Following meetings with each of these parties and consulting with major shareholders, the Board has concluded that none of the proposals reflect the true value of the Group and therefore the Board believes that none of these options are currently in the best interests of shareholders. The Board believes that the proposals, in some instances, undervalued certain of the Group's assets or the interested parties were unable to provide certainty of execution, including the availability of new capital.
The Board of AEWL will implement a cost reduction exercise, with the objective of delivering a fully cash covered dividend, at or close to the original dividend target indicated at the time of the Group's IPO, for the entire financial year ending 30 June 2021.

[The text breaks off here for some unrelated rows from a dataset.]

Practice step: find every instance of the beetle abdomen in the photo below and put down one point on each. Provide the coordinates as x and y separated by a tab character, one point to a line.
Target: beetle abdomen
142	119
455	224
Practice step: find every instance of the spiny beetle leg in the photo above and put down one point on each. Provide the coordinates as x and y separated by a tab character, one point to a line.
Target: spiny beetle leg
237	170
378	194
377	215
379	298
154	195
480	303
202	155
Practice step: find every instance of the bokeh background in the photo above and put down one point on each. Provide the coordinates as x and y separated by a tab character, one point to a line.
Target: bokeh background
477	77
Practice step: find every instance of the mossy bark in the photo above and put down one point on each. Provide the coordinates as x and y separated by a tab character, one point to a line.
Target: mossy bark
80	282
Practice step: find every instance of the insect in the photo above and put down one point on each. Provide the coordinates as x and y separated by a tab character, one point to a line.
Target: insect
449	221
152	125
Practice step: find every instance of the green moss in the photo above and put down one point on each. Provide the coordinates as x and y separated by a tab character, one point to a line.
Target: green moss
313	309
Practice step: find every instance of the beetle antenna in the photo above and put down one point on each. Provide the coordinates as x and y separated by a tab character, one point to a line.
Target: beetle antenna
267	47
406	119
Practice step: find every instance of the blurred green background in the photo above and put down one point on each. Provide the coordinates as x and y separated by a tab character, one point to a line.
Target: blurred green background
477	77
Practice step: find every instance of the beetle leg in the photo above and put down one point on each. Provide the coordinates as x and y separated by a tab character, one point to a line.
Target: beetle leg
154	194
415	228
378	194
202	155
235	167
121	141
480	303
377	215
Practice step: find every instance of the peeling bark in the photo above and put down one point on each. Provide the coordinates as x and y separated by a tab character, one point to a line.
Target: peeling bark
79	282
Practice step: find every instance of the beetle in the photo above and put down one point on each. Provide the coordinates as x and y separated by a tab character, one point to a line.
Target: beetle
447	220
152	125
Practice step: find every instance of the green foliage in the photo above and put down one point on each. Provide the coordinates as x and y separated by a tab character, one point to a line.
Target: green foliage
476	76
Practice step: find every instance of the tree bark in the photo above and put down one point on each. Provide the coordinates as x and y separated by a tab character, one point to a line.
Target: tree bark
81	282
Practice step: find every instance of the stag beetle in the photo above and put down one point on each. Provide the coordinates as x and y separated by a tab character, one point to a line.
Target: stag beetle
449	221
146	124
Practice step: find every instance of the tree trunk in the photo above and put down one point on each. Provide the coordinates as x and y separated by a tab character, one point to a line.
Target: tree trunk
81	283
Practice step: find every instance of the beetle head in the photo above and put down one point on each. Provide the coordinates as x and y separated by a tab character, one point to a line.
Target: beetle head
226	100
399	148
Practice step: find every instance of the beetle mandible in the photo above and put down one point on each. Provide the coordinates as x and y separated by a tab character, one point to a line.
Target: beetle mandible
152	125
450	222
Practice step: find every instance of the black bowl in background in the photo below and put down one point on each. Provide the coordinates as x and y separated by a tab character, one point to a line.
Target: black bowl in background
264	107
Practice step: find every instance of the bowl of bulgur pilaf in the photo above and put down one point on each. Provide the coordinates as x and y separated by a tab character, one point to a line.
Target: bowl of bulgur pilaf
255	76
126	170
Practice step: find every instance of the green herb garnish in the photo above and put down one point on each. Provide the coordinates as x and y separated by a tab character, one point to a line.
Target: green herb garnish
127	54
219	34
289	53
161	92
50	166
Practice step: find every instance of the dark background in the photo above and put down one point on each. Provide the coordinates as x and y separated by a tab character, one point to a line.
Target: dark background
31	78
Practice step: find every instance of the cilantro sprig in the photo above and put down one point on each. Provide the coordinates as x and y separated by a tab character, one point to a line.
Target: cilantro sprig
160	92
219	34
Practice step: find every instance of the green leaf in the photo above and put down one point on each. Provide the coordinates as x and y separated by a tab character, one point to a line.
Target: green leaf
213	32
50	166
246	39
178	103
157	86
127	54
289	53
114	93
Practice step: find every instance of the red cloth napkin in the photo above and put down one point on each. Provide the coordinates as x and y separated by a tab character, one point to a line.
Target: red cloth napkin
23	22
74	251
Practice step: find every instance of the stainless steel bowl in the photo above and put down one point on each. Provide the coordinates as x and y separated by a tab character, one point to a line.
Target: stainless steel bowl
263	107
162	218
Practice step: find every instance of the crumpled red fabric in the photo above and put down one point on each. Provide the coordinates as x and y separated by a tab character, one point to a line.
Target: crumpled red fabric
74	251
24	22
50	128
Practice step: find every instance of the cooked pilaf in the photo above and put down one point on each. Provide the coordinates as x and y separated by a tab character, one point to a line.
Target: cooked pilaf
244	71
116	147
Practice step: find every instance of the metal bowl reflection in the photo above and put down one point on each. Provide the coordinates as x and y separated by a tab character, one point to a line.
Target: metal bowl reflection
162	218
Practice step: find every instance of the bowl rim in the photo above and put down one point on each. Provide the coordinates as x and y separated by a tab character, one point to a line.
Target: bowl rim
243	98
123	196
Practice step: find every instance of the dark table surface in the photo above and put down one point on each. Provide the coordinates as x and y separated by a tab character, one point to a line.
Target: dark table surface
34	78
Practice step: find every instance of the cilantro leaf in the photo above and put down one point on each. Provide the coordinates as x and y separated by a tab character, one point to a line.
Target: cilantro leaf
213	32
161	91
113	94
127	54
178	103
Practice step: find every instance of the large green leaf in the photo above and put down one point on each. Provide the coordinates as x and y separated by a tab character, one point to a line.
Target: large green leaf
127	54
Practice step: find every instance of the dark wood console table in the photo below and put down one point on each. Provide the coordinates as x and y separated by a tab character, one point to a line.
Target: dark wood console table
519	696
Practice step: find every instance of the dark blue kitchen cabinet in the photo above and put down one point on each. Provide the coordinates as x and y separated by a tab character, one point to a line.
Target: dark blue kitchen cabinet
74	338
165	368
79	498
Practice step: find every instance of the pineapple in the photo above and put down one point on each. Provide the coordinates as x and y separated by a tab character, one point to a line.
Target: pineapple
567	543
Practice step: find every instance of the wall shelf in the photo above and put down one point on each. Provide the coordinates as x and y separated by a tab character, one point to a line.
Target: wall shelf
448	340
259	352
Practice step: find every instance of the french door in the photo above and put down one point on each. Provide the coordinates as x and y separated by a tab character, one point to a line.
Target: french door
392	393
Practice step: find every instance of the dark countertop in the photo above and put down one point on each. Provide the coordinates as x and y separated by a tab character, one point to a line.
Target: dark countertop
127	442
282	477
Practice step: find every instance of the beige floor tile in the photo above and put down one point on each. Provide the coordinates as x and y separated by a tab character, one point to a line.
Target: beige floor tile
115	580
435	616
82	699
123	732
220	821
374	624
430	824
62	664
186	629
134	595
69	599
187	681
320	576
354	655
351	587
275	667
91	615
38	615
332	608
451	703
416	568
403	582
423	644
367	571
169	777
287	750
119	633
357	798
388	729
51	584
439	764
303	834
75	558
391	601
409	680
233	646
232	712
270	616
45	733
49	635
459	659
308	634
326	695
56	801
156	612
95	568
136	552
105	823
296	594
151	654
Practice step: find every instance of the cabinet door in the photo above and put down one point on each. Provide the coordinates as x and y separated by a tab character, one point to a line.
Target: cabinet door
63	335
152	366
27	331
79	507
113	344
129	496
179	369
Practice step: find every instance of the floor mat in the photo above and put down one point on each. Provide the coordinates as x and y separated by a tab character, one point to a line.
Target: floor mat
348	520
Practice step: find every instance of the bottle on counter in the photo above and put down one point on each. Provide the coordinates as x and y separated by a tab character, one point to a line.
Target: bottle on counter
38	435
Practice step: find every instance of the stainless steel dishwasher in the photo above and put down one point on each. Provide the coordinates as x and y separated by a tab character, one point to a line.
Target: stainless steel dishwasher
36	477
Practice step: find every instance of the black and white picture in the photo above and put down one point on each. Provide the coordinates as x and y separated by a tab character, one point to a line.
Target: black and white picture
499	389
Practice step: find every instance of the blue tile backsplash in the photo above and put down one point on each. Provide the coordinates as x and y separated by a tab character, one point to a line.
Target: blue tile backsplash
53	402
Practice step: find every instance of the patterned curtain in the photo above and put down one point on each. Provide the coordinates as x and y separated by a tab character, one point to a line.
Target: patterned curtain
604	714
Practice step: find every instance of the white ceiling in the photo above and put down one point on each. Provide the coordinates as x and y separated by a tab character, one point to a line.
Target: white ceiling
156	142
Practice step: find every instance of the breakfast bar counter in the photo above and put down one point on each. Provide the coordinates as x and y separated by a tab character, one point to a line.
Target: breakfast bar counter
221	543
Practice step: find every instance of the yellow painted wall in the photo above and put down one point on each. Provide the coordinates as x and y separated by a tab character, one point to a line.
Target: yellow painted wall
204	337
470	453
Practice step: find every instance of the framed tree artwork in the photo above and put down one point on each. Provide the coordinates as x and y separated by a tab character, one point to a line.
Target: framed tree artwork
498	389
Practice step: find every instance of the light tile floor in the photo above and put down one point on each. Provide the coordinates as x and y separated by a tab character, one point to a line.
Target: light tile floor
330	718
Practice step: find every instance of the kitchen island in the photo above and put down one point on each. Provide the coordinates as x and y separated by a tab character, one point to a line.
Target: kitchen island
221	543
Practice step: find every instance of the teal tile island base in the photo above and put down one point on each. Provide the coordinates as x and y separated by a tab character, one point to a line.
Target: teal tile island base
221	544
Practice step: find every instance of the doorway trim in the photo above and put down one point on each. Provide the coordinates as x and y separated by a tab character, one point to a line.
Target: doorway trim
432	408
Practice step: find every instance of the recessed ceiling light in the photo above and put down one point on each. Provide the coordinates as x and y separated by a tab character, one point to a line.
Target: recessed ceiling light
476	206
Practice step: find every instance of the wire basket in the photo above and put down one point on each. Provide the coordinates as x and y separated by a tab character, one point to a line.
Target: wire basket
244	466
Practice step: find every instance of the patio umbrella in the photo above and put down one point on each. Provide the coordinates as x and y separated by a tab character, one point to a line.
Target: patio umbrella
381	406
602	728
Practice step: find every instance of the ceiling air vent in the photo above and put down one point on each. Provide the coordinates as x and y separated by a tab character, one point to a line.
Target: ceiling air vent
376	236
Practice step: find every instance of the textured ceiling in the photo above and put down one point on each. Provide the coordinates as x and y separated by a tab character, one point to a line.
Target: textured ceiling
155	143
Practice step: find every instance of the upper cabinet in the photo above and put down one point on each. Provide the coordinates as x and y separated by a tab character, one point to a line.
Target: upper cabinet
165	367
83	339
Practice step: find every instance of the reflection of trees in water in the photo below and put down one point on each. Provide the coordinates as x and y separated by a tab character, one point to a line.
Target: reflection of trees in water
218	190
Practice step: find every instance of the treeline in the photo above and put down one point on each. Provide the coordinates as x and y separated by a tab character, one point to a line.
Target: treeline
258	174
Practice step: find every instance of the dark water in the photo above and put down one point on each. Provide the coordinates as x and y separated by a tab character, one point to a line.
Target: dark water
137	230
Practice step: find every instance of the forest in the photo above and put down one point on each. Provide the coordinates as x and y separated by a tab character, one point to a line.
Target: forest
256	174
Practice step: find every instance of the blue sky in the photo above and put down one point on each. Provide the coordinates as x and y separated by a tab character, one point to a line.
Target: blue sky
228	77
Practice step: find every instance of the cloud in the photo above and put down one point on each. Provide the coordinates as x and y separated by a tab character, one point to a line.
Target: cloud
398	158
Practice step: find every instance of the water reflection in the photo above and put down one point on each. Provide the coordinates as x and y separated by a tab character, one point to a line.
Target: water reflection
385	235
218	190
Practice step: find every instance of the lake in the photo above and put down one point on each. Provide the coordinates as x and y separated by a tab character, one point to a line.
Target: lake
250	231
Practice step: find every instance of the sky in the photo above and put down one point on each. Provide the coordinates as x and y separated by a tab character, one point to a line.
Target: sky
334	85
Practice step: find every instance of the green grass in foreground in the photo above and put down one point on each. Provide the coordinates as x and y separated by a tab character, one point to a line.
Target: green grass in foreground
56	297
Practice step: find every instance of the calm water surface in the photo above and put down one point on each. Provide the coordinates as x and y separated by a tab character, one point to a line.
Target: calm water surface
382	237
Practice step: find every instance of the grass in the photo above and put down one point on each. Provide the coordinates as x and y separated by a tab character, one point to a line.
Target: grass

As announced on 10 April 2019, the Board has served protective notice of termination of the investment management agreement with AEW UK Investment Management LLP (which is due to expire on 9th April 2020). The Board is exploring options to recruit a property manager to manage the Group's properties following the expiry of AEW UK Investment Management LLP's notice period.
In the coming period, the Board, along with the Group's advisers, will continue to seek longer term solutions to expand the Group, including the introduction of new capital, and deliver shareholder value.
Following this announcement, AEWL is no longer considered to be in an "offer period" as defined in the Takeover Code and the requirement to make disclosures under Rule 8 of the Takeover Code in relation to the Company has now ceased.
This announcement contains Inside Information as defined under the Market Abuse Regulation (EU) No. 596/2014.
For further information, please contact:
AEW UK Long Lease REIT plc
Steve Smith, Chairman +44 (0)7787 238 223
Cenkos Securities plc
Sapna Shah +44 (0)20 7397 1922
Tom Scrivens +44 (0)20 7397 1915
Important notices
Cenkos Securities plc ("Cenkos") is regulated by the Financial Conduct Authority in the UK. Cenkos is acting exclusively for AEWL and no one else in connection with this announcement and shall not be responsible to anyone other than AEWL for providing the protections afforded to clients of Cenkos nor for providing advice in connection with this announcement or any matter referred to in this announcement.
The release, publication or distribution of this announcement in certain jurisdictions may be restricted by law. Persons who are not resident in the United Kingdom or who are subject to other jurisdictions should inform themselves of, and observe, any applicable requirements.
Unless required by the Takeover Code copies of this announcement and all documents relating to this announcement are not being, and must not be, directly or indirectly, mailed or otherwise forwarded, distributed or sent in, into or from any jurisdiction where to do so would constitute a violation of the relevant laws or regulations of that jurisdiction, and persons receiving this announcement and all documents relating to this announcement (including custodians, nominees and trustees) must not mail or otherwise distribute or send them in, into or from such jurisdictions where to do so would violate the laws of that jurisdiction.
Persons who are not resident in the United Kingdom should inform themselves of, and observe, any applicable requirements. Any failure to comply with the applicable restrictions may constitute a violation of the securities laws of any such jurisdiction. To the fullest extent permitted by applicable law, the companies and persons involved in this announcement disclaim any responsibility or liability for the violation of such restrictions by any person.
This announcement shall be subject to the applicable requirements of the Takeover Code, the Takeover Panel, the London Stock Exchange and the Financial Conduct Authority.